Mind Your Business: Who is Keeping Your Royalties?
She continues: "I have received three travel stipends from GRAFILL for…approx. $10,000. I have also received a travel stipend from the Norwegian Illustrators Society for $5,800. I would highly recommend that artists allow ASIP to represent them as U.S. rights holders so they can gain access to the money that is rightfully theirs."
I found out through the ASIP that since 1980, KOPINOR in Norway has collected more than NOK 3.5 billion (US $570 million) in reprographic fees. I can only account for slightly more than $1 billion (US) collected domestically. That's right. Norway, which only has 4.7 million people (about the size of Houston) collects more than half as much for artists and authors as the U.S. does, even though Norway's population is 1/74 of the U.S.

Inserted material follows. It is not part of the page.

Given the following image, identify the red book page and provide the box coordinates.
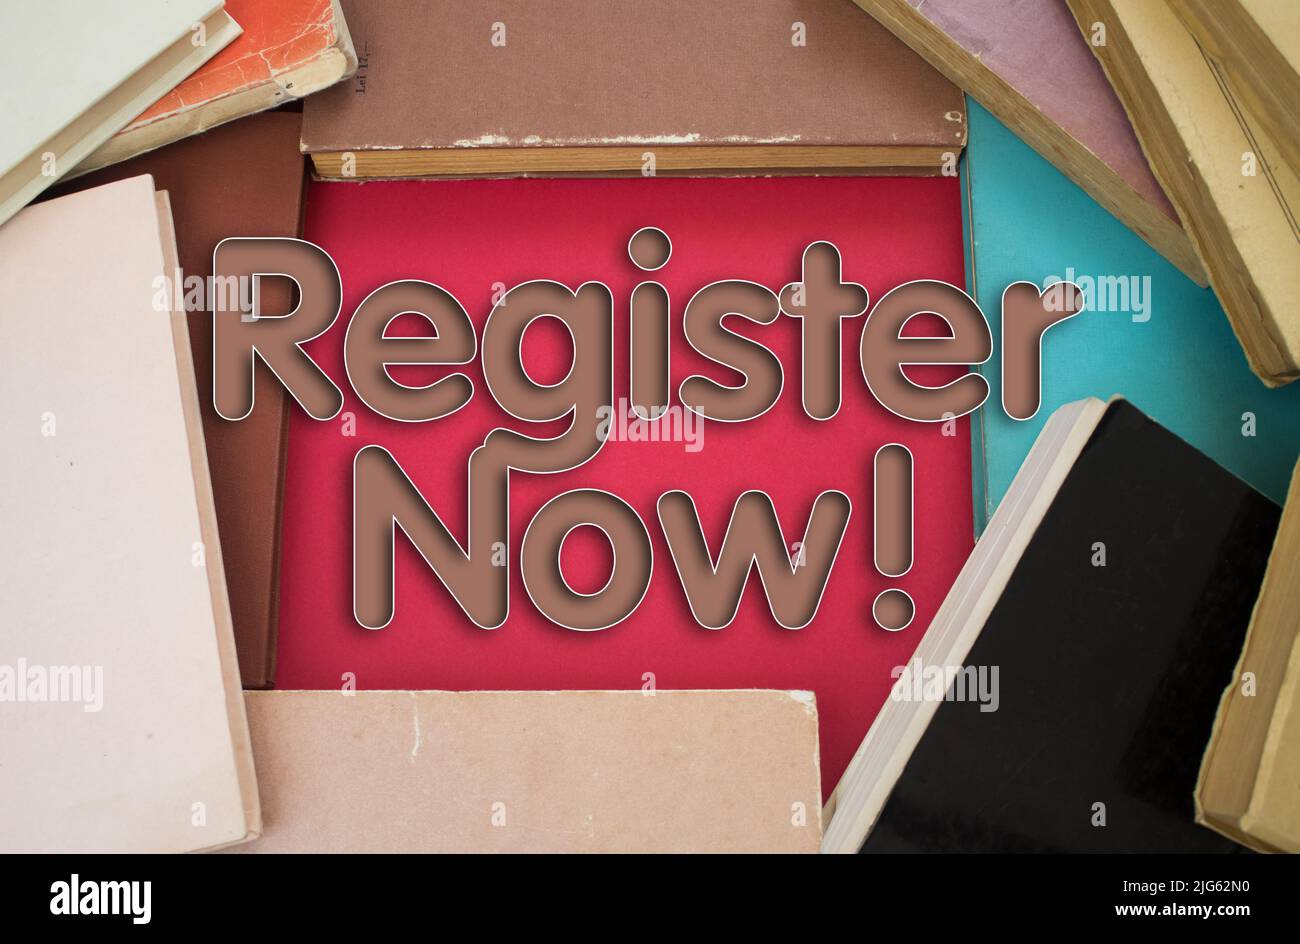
[277,176,973,794]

In addition to the money collected through blanket licenses, some reprographic royalties can be traced to specific artists. These are called title-specific royalties and in some cases, it means that there are checks with artists' names waiting for them overseas.
Lynn Reznick, licensing manager for syndicated cartoonist Mark Parisi, learned about reprographic royalties through her association with ASIP. In a recent letter to the ASIP board, she wrote, "In June of 2009, we were contacted by the Copyright Agency Limited (CAL, an Australian rights company) regarding potential copyright payments that were allocated to Mark...We registered with CAL and now are paid directly to our bank account." She adds that to date they have received a total of $4,687.16.

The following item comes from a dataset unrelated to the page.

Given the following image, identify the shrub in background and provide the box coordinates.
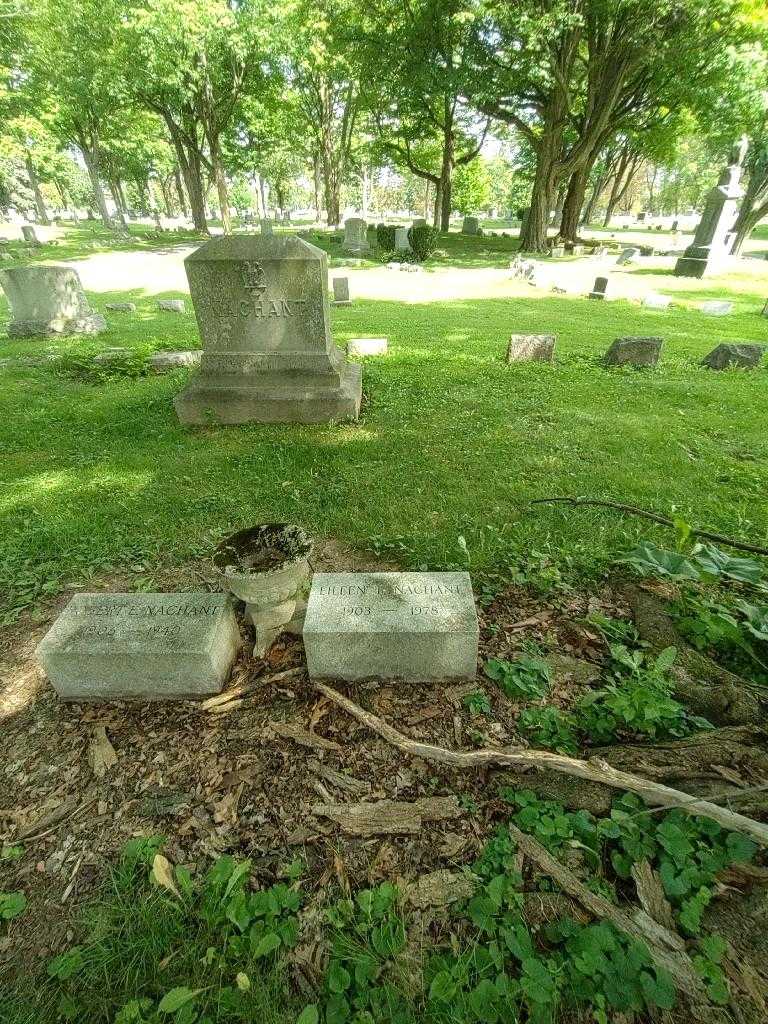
[407,223,440,261]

Other countries pay illustrators for photocopying their work, and I'm tired of it! I joined the ASIP because I want my royalties!
Heard enough? Are you tired of other people keeping your money? Then do something about it!

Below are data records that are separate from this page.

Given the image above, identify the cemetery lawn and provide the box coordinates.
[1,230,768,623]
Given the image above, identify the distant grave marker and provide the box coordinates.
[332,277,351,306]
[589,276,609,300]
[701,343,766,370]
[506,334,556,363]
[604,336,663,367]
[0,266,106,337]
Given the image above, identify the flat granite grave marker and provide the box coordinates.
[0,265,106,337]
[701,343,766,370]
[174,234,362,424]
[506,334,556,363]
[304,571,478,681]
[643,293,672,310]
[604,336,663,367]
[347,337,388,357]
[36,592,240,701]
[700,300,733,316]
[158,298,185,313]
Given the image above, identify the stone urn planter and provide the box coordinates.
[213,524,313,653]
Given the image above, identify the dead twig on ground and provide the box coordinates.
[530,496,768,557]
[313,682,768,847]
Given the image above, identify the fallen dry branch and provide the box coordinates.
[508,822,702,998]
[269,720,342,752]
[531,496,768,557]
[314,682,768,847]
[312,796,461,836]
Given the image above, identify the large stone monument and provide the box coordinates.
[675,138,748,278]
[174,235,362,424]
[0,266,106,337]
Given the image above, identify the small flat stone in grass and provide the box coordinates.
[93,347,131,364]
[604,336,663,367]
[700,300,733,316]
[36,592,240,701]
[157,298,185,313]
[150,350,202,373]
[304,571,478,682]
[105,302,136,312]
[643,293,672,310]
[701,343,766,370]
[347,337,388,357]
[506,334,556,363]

Join the ASIP at www.asip-repro.org/join.html.
What's the catch? Not much. There's no cost to join but there is a HUGE cost if you don't.
The ASIP will be funded by taking an administrative fee from royalties it collects for you, so there is no cash out of your pocket. It is also run by illustrators: very smart illustrators. Many of these people are responsible for defeating the Orphan Works bill, so you know they are on your side.
Will you get huge checks after you join? No, probably not. First we need to prove to the International Federation of Reproduction Rights Organizations (IFRRO) that we should be recognized as one voice of illustrators. Then royalties should start to flow to the ASIP and then to the people who deserve it instead of large organizations and publishers who get rich off of our talent.
According to the WIPO National Seminar on Copyright, Related Rights, and Collective Management, organized by the World Intellectual Property Organization (WIPO), the IFRRO links together all the RROs as well as national and international associations of rights holders. "To collect fees, the RROs enter into bilateral agreements with each other."
But is there a lot of money out there just waiting for us to eventually receive? Hell, yes!
The CCC's website states, "In the last 15 years, we've distributed more than $1 billion in royalties to the rights holders we represent." Their site also states, "Today, we represent tens of thousands of authors, publishers and creators from nearly every country in the world…" That means they've paid royalties to authors, publishers and creators.
The folks at ASIP directed me an official IFRRO publication online, The Art of Copying. According to this booklet, reprographic royalties due to visual artists (illustrators and photographers) average 15% of total reprographic revenues. (See the footnote on page 18.)
According to IFRRO's booklet, The Art of Copying, "Research shows that copying of visual material increases significantly when it can be done digitally. Digital copying offers the user a much better quality copy and provides numerous options for manipulation and storing the copy. These advantages pose opportunities as well as obvious risks for creators of visual material."